BY PAULINA TAM
Rego Park resident Luis Marcial began running after he was diagnosed with Type 2 diabetes in 2010, and the only time he stopped running was when he sustained a stress reaction to his femur seven weeks ago. The 34-year-old has since then restarted his running regimen in “hardcore” fashion, because he will be running in this year’s Foot Locker Five Borough Challenge at the TCS New York City Marathon in November as the Queens representative. He will be running the 26.2-mile marathon alongside challengers from the other four boroughs.
“I simply had two choices after I was diagnosed,” Marcial said. “One was swimming, but I can’t swim, and the other was running.”
Running daily has not only kept Marcial on a healthy track but has also surprised his doctor with his progress, a progress that the doctor calls a “reversal of his diagnosis.” He also has not been taking any medication for diabetes.
“For me, running the marathon is a job, but it’s all going to be smiles,” he said. “Yes, it is a challenge and yes, there’s the opportunity to win but first and foremost I am representing Queens.

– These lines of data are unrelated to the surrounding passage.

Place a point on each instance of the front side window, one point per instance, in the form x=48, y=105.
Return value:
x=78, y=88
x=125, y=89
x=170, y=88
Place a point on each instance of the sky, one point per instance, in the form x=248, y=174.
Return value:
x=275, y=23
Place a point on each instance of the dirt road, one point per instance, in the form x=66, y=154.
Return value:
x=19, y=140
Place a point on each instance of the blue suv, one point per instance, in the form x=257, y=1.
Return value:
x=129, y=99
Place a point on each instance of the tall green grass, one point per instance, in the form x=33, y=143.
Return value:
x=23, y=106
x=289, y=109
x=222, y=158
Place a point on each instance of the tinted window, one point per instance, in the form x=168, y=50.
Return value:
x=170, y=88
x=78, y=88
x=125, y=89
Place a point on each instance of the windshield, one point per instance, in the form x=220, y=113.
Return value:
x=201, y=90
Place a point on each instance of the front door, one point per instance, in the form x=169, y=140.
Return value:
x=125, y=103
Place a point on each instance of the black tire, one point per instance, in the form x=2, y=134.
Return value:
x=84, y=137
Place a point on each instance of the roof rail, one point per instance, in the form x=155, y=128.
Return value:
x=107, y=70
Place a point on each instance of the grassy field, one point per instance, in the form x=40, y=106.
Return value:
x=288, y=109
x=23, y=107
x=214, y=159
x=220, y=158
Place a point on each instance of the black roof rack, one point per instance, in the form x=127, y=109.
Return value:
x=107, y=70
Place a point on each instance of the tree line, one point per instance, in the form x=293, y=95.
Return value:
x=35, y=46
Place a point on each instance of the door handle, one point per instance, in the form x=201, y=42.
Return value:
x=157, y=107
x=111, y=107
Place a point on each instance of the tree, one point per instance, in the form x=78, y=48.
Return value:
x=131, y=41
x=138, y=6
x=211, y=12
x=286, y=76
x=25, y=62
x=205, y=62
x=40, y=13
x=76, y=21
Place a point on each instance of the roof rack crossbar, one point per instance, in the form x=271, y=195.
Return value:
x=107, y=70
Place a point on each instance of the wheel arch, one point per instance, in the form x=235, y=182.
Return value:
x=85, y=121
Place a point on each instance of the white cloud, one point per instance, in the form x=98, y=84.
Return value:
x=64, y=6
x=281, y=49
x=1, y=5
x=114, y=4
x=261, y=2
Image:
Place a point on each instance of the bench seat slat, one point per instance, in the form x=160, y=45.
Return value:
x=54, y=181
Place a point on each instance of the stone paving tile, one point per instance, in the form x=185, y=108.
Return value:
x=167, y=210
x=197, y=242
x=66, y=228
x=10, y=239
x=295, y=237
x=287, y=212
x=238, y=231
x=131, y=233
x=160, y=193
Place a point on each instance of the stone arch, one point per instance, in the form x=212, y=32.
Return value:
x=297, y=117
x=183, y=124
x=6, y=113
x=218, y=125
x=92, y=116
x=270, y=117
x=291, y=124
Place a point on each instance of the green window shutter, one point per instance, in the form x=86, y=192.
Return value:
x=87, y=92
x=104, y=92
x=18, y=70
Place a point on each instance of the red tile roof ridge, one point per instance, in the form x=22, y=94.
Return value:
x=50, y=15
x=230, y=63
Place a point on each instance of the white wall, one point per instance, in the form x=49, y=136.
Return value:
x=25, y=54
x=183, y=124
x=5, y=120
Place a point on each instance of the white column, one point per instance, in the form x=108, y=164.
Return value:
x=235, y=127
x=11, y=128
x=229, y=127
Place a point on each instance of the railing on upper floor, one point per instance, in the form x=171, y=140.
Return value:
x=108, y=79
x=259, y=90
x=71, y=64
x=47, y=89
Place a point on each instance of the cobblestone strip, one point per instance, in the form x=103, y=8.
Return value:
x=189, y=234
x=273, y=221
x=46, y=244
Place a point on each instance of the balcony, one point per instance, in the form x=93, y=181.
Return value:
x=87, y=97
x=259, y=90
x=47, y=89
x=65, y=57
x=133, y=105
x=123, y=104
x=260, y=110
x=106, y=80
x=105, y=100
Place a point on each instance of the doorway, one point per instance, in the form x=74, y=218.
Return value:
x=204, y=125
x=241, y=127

Competing is first and winning is second.”
The upcoming annual marathon is not the first grueling run he participated in, but it is one that holds great emotional significance because he said he will be running for his state, city and borough.
Marcial injured his iliotibial band, a ligament that extends from the side of the hip to just below the knee, during the 2013 Brooklyn Half Marathon but he had no option but to finish the race, he said.
“The iliotibial band was killing me and I can barely run after passing a certain mile, but there were 65-year-olds passing me so I had no excuse,” the Queens resident said. “I just kept pushing.”
The 34-year-old also had a car accident in 2012 due to sleep deprivation. He was doing rigorous physical training throughout the day and hit a car while driving back home at night. Two weeks later he was competing in the New York City Half Marathon with one thought running in his mind.
“I was here running,” he said. “I had absolutely nothing wrong with me after the accident, and I could have very well not have made it here.”
He writes about his experiences in running and Type 2 diabetes as well as other topics like nutrition and staying healthy on his blog, www.diabeater.wordpress.com. Ending each post are three words: Live, Love, Laugh — three things that Marcial said everybody needs in their life.
“Perspective plays a big role,” he added. “Standing from the outside everyone is going to say I can’t run a marathon because that’s insane, I have Type 2 diabetes and I should be taking medication. I think it’s more of having the will and knowing you can succeed anything if you just put your mind into it.”